Can u provide me an explanation of what happens at the object level?I am new to java.

Answer 1

First, you forgot to make Circle subclass of Shape .

Then you said :

The methods i can call on a reference is dependent on the declared type of the variable

But the Shape myShape parameter is also a variable :

 public void display(Shape myShape){
    ...
    myShape.drawCircle();
 }

So also here, as for a local variable or a field variable, the compiler relies only the declared type to bound the invoked method.
And as the Shape class is used as the type of the declared variable, only methods of this class may be invoked on.

Answer 2

If you are sure that myShape is a Circle you can explicitly cast it to one ((Circle)myShape).drawCircle(); or Circle myCircle = (Circle)myShape; myCircle.drawCircle(); Circle myCircle = (Circle)myShape; myCircle.drawCircle(); but if you do that and it isn't actually a Circle then you will get a ClassCastException .

Generally, you want to try and avoid this sort of casting though as its something of a code smell which suggests your design is a bit off. (Sometimes you do need to do it, but its not taking advantage of polymorphism).
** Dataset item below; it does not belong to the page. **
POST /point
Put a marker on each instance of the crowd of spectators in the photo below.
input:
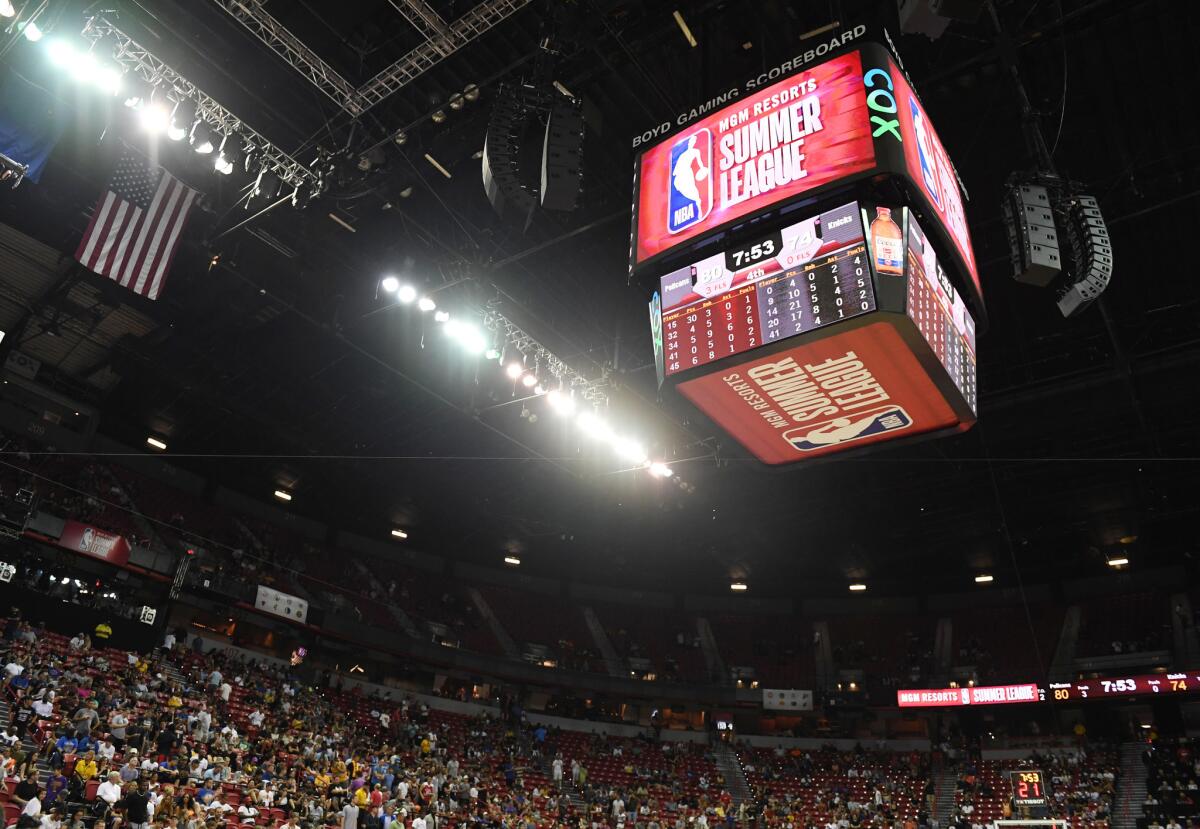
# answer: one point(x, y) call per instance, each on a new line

To take advantage of polymorphism you would instead have Shape define displayShape() as an abstract method and then instead of drawCircle() , drawSquare() etc... each subclass of Shape will have its own version of the displayShape() method, while in Shape itself you would have: public abstract displayShape(); which is a way of telling the compiler "all my subclasses will have this displayShape() method so when someone calls displayShape() on one of me, use the one defined in that subclass".

So for example:

Shape myCircle = new Circle();
Shape mySquare = new Square();
myCircle.displayShape(); //draws a circle
mySquare.displayShape(); //draws a square

//And if you can't choose which one you want...
Shape surpriseMe = new Random().nextBoolean() ? myCircle : mySquare;
surpriseMe.displayShape(); //draws either a circle or a square!

Answer 3

How about reading about polymorphism .

public abstract class Shape {
   public abstract void draw();
}

public class Circle extends Shape {
    @Override
    public void draw() {
       System.out.println("Circle drawed");
    }
}

public class Triangle extends Shape {
    @Override
    public void draw() {
       System.out.println("Triangle drawed");
    }
}

public class Test() {
   public static void display(Shape shape) {
      shape.draw();
   }

   public static void main(String[] args) {
      //how can you define "shape" in real world? its triangle or... -> abstraction
      Circle c = new Circle();
      Triangle t = new Triangle();

      display(c);
      display(t);
   } 
}

Answer 4

The compiler just knows that myShape is a reference variable of type Shape , which contains only one method displayShape() , so according to the compiler, it is not possible to call a method drawCircle() which the Shape class does not contain.

The compiler is not concerned with what object this variable will hold at runtime. You may extend another class from the Shape class at some later point of time, and use the myShape reference to hold that subclass object. The compiler is just concerned with what type myShape is at compile-time.

If your Circle class happened to override the displayShape() method, like below :

public class Circle extends Shape {
    public void displayShape() {
        System.out.println("I am a Circle!");
    }

    public void drawCircle() {
    // Implementation here
    }
}

the only decision happening at runtime would be which displayShape() method to call.